As the delta variant spread this summer, so did the push in Washington to extend the moratorium beyond July. 

Biden issued a last-minute appeal to Congress last weekend, arguing that a late June U.S. Supreme Court ruling ended the CDC’s ability to halt evictions.

Congressional Democrats unsuccessfully scrambled on Friday to extend the order before hearing into recess. The moratorium don’t gain any traction at Saturday’s Senate session.

U.S. Rep. Nikema Williams, an Atlanta Democrat, took to Twitter to chide her colleagues Saturday, saying: “It’s unacceptable families may be forced to leave their homes because some members of Congress weren’t willing to fight for them.”

The delinquent payments also put many landlords into a financial bind. But a new report from a nonprofit suggests that some corporate landlords are more likely to file eviction notices on Black tenants at a significantly higher rate than white ones.

The battle over rent owed to a corporation led to DeKalb County’s Katrina Chism paying much higher rent despite money coming in from the rental program after losing her job and falling behind because of delays with unemployment benefits.
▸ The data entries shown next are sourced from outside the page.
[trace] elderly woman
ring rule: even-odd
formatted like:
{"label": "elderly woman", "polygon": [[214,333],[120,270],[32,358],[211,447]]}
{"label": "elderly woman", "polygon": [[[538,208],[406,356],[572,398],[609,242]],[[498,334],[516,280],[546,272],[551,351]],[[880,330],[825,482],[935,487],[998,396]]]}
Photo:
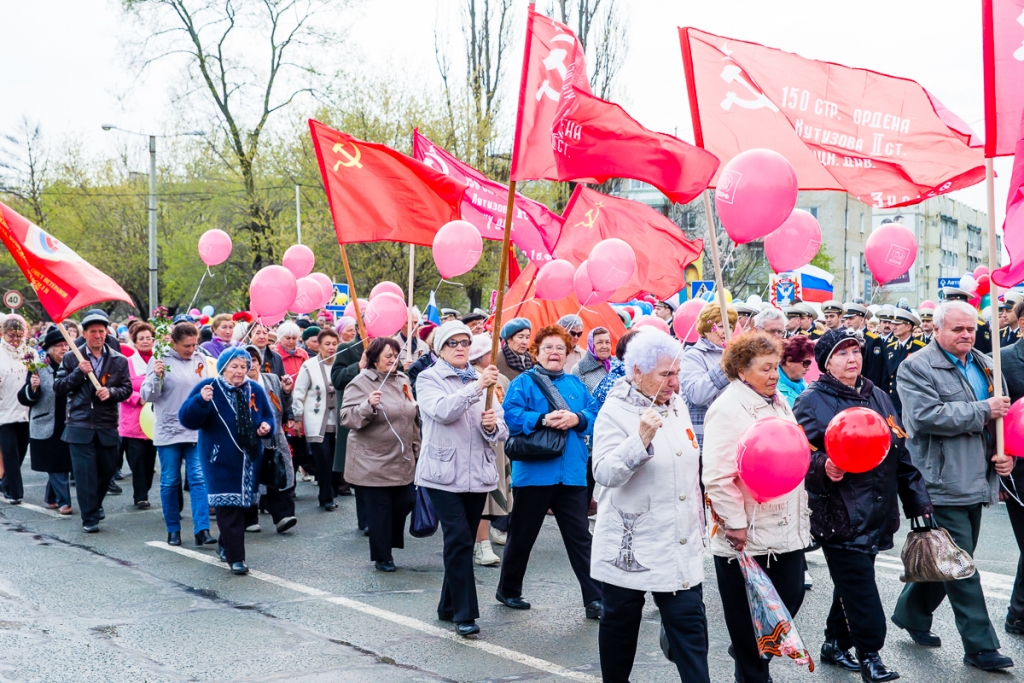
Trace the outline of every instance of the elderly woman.
{"label": "elderly woman", "polygon": [[[302,422],[301,430],[313,455],[320,507],[338,509],[334,502],[334,448],[338,438],[337,390],[331,383],[331,365],[338,350],[338,335],[330,328],[317,337],[320,354],[302,364],[292,390],[292,411]],[[347,436],[341,434],[340,436]]]}
{"label": "elderly woman", "polygon": [[58,396],[53,390],[53,379],[69,347],[60,330],[51,327],[43,338],[42,348],[46,354],[46,367],[29,375],[28,383],[18,392],[18,402],[29,409],[32,470],[49,475],[43,502],[51,510],[70,515],[68,474],[71,472],[71,451],[60,438],[67,422],[68,397]]}
{"label": "elderly woman", "polygon": [[710,681],[704,616],[700,449],[678,395],[679,342],[659,330],[626,351],[594,426],[601,484],[590,574],[604,586],[598,643],[606,682],[628,683],[644,594],[661,612],[682,681]]}
{"label": "elderly woman", "polygon": [[203,342],[202,349],[211,358],[217,360],[221,353],[235,345],[232,340],[235,333],[235,321],[230,313],[220,313],[213,316],[210,321],[210,329],[213,331],[213,339]]}
{"label": "elderly woman", "polygon": [[593,392],[612,369],[612,333],[595,327],[587,335],[587,355],[573,366],[569,374],[583,380],[587,391]]}
{"label": "elderly woman", "polygon": [[[865,681],[875,683],[899,678],[879,656],[885,645],[885,609],[875,582],[875,557],[893,547],[900,526],[898,499],[910,518],[928,516],[933,507],[911,462],[892,399],[861,376],[863,344],[852,330],[826,332],[814,348],[821,378],[800,395],[794,412],[815,447],[806,479],[811,535],[821,544],[835,584],[821,661],[859,670]],[[826,449],[829,422],[848,408],[868,408],[889,423],[889,452],[868,472],[843,472]],[[849,652],[854,647],[856,658]]]}
{"label": "elderly woman", "polygon": [[589,453],[584,441],[593,431],[597,404],[583,382],[565,372],[573,343],[574,338],[561,325],[538,330],[530,346],[537,365],[513,380],[505,395],[503,407],[510,435],[526,437],[540,429],[555,429],[565,432],[566,438],[561,455],[512,463],[516,504],[509,518],[508,541],[495,597],[506,607],[530,609],[530,603],[522,597],[523,578],[530,551],[547,511],[551,510],[583,593],[586,616],[599,619],[601,584],[590,577]]}
{"label": "elderly woman", "polygon": [[124,449],[128,467],[132,470],[133,502],[140,510],[150,507],[149,489],[153,486],[153,472],[156,468],[156,446],[142,431],[139,417],[146,401],[142,398],[142,383],[146,379],[146,367],[153,358],[155,330],[146,322],[132,323],[131,336],[135,353],[128,356],[128,376],[132,380],[132,395],[118,406],[120,419],[118,434]]}
{"label": "elderly woman", "polygon": [[277,328],[277,345],[274,350],[281,356],[285,374],[293,380],[299,376],[302,364],[309,360],[309,354],[299,345],[301,336],[302,330],[290,320]]}
{"label": "elderly woman", "polygon": [[[736,326],[736,309],[726,309],[729,328]],[[711,403],[729,386],[729,378],[722,371],[722,348],[725,330],[722,329],[722,309],[717,303],[707,304],[697,316],[697,334],[700,339],[686,349],[679,364],[679,393],[690,406],[690,420],[697,444],[704,446],[704,416]]]}
{"label": "elderly woman", "polygon": [[18,392],[28,378],[25,355],[33,350],[25,346],[25,321],[20,315],[7,316],[0,332],[0,455],[4,464],[0,494],[11,505],[19,505],[25,497],[21,465],[30,434],[28,408],[19,403]]}
{"label": "elderly woman", "polygon": [[498,368],[477,372],[469,364],[469,328],[451,320],[434,332],[440,359],[416,381],[423,419],[423,452],[416,485],[427,489],[444,534],[444,583],[437,617],[454,621],[461,636],[480,632],[473,577],[473,539],[487,494],[498,485],[494,447],[508,437],[503,411],[485,408]]}
{"label": "elderly woman", "polygon": [[412,396],[416,398],[416,378],[420,376],[420,373],[427,368],[434,365],[437,362],[437,354],[434,353],[434,330],[437,329],[437,325],[432,322],[426,322],[423,327],[420,328],[419,335],[420,339],[427,347],[427,352],[416,359],[416,362],[409,367],[408,375],[409,382],[412,385]]}
{"label": "elderly woman", "polygon": [[781,341],[786,336],[786,314],[767,306],[754,316],[754,329]]}
{"label": "elderly woman", "polygon": [[565,372],[569,372],[587,356],[587,350],[580,346],[580,337],[583,336],[583,318],[575,314],[563,315],[555,324],[572,337],[573,343],[569,348],[564,368]]}
{"label": "elderly woman", "polygon": [[508,381],[533,367],[530,358],[530,333],[533,323],[529,318],[512,318],[501,326],[501,353],[498,354],[498,371]]}
{"label": "elderly woman", "polygon": [[[804,548],[810,542],[803,483],[784,496],[758,503],[740,478],[736,447],[752,424],[768,417],[796,422],[776,391],[781,345],[763,332],[735,337],[722,358],[729,385],[707,413],[704,486],[718,533],[711,539],[718,592],[736,659],[736,680],[768,683],[768,664],[757,651],[743,573],[733,560],[746,551],[764,569],[789,613],[804,599]],[[770,558],[770,561],[769,561]]]}
{"label": "elderly woman", "polygon": [[612,358],[611,369],[608,370],[608,374],[604,376],[600,382],[597,383],[597,387],[592,392],[594,400],[597,401],[598,410],[604,405],[605,400],[608,398],[608,392],[615,386],[615,382],[620,377],[626,376],[626,366],[623,365],[622,359],[626,357],[626,349],[629,348],[629,343],[633,341],[644,328],[639,327],[635,330],[628,330],[626,334],[619,337],[619,341],[615,343],[615,357]]}
{"label": "elderly woman", "polygon": [[196,384],[178,411],[181,425],[199,432],[209,502],[217,508],[217,550],[231,573],[239,575],[249,572],[245,509],[256,505],[262,439],[276,428],[267,392],[246,377],[250,365],[245,349],[225,350],[217,358],[220,376]]}
{"label": "elderly woman", "polygon": [[345,480],[357,487],[370,525],[370,560],[395,571],[392,550],[405,548],[405,520],[416,500],[412,482],[420,420],[409,378],[398,369],[402,347],[378,337],[366,367],[345,387],[341,425],[349,429]]}
{"label": "elderly woman", "polygon": [[199,332],[192,323],[178,323],[171,331],[171,350],[164,358],[153,359],[146,368],[146,379],[139,388],[143,401],[153,404],[153,443],[160,458],[160,507],[167,528],[167,543],[181,545],[181,465],[185,464],[192,529],[196,545],[212,545],[210,505],[206,477],[196,442],[199,435],[178,419],[178,412],[192,389],[213,377],[210,358],[199,353]]}
{"label": "elderly woman", "polygon": [[779,365],[779,393],[792,408],[796,398],[807,388],[804,375],[814,362],[814,342],[798,334],[787,339],[782,347],[782,364]]}
{"label": "elderly woman", "polygon": [[338,318],[337,324],[334,326],[334,331],[338,333],[342,344],[348,344],[350,341],[356,338],[356,319],[348,316],[342,316]]}

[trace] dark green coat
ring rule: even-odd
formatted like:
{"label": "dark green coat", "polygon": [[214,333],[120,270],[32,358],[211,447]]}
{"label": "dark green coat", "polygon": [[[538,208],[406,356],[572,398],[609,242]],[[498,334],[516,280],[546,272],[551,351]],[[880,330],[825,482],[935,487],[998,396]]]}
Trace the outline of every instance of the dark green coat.
{"label": "dark green coat", "polygon": [[[335,396],[335,403],[338,409],[341,409],[342,399],[345,395],[345,387],[348,383],[356,378],[359,374],[359,361],[363,358],[363,345],[359,339],[359,335],[350,342],[342,342],[342,345],[347,344],[346,348],[338,353],[334,358],[334,362],[331,364],[331,384],[334,385],[335,390],[338,392]],[[344,472],[345,471],[345,447],[348,443],[348,430],[341,426],[341,415],[338,418],[338,433],[336,435],[336,442],[334,446],[334,471]]]}

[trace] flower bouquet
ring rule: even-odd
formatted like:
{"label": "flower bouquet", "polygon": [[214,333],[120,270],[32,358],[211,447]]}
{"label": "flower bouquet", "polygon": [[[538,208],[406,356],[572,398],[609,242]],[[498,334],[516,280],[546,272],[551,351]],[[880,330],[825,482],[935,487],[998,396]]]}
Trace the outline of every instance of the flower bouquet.
{"label": "flower bouquet", "polygon": [[[163,360],[171,352],[171,329],[174,327],[174,321],[171,319],[170,311],[164,306],[157,306],[153,311],[153,317],[149,319],[149,324],[153,326],[153,358]],[[170,371],[169,367],[164,368],[164,372]],[[164,380],[161,377],[161,389],[163,385]]]}
{"label": "flower bouquet", "polygon": [[46,353],[39,349],[23,346],[19,354],[21,355],[21,362],[25,364],[25,369],[29,371],[29,374],[38,374],[40,370],[46,367]]}
{"label": "flower bouquet", "polygon": [[750,618],[754,622],[757,651],[761,658],[789,657],[797,664],[806,664],[808,671],[814,671],[814,660],[796,632],[793,617],[779,598],[771,579],[748,553],[739,553],[737,560],[747,587]]}

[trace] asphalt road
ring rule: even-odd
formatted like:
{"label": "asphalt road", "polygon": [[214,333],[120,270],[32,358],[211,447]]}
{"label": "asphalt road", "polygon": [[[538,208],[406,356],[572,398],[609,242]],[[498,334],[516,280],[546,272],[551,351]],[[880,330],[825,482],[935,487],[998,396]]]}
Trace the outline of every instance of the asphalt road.
{"label": "asphalt road", "polygon": [[[127,468],[126,468],[127,471]],[[399,567],[383,574],[369,561],[356,530],[355,501],[337,512],[318,509],[311,484],[299,484],[298,525],[288,534],[246,534],[252,574],[229,574],[213,546],[171,549],[154,485],[154,507],[108,497],[99,534],[81,531],[79,518],[60,518],[42,505],[44,476],[29,472],[26,503],[0,504],[0,682],[51,681],[583,681],[600,680],[597,622],[584,619],[579,588],[553,521],[534,549],[524,596],[528,612],[493,599],[498,570],[477,568],[482,633],[463,640],[436,620],[441,585],[440,533],[407,537]],[[186,500],[186,507],[188,502]],[[904,524],[904,533],[906,531]],[[216,525],[213,533],[216,534]],[[897,539],[902,547],[903,534]],[[500,554],[501,548],[496,546]],[[175,552],[177,551],[177,552]],[[1017,547],[1005,510],[985,513],[977,552],[989,614],[1003,652],[1024,667],[1024,639],[1003,632]],[[796,622],[817,660],[831,583],[821,553],[808,557],[814,589]],[[888,613],[899,595],[899,557],[879,560]],[[710,561],[705,601],[712,680],[731,683],[728,636]],[[677,681],[658,648],[658,613],[648,600],[632,679]],[[928,683],[1009,680],[964,666],[948,605],[936,615],[940,649],[923,649],[891,627],[883,658],[906,681]],[[773,678],[858,681],[856,674],[819,665],[809,673],[775,661]]]}

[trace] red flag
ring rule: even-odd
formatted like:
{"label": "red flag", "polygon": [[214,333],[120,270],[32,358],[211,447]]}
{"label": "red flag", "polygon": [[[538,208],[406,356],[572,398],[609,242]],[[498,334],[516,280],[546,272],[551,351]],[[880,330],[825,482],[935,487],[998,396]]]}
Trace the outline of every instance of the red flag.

Chism testified before Congress last week about her difficulties negotiating with a property owner that refused to accept the emergency money she secured so she could remain in the home she moved into in 2018.

“I’ve always made sure my children feel safe and secure in their home,” she said. “I never had to face this type of stress before, and I had no idea that I was going to deal with little to no income and no home.”

For McCanless, it’s distressing to think about a growing number of people losing the stability of a home or struggling to find a decent place to live without the eviction ban to protect them or government support to cover unpaid rent.  

“At the end of the day, though, we’ve got to figure out how to solve that problem,” he said. “I empathize with the landlords. In many cases, they need the rent to pay their mortgage on the rental property. It’s not like they can do without the money. And you empathize with the folks when it’s either pay the rent or have money for food or other necessities.” 

For now Thurmond, DeKalb’s top elected official, said the judge’s last-minute order putting a halt to 145 pending writs of eviction and more than 1,600 others in the hands of the marshal’s office provides much-needed relief. And he acknowledges that a long-term solution is needed.

“This emergency order is a godsend,” Thurmond said. “Without this extension of the CDC moratorium, thousands of DeKalb residents faced the stark reality of having their belongings set out on the street in the midst of surging COVID-19 infection rates. I am aware that this will increase the financial burden and stress on landlords, especially our mom and pop owners.”

This story comes to GPB through a reporting partnership with Georgia Recorder.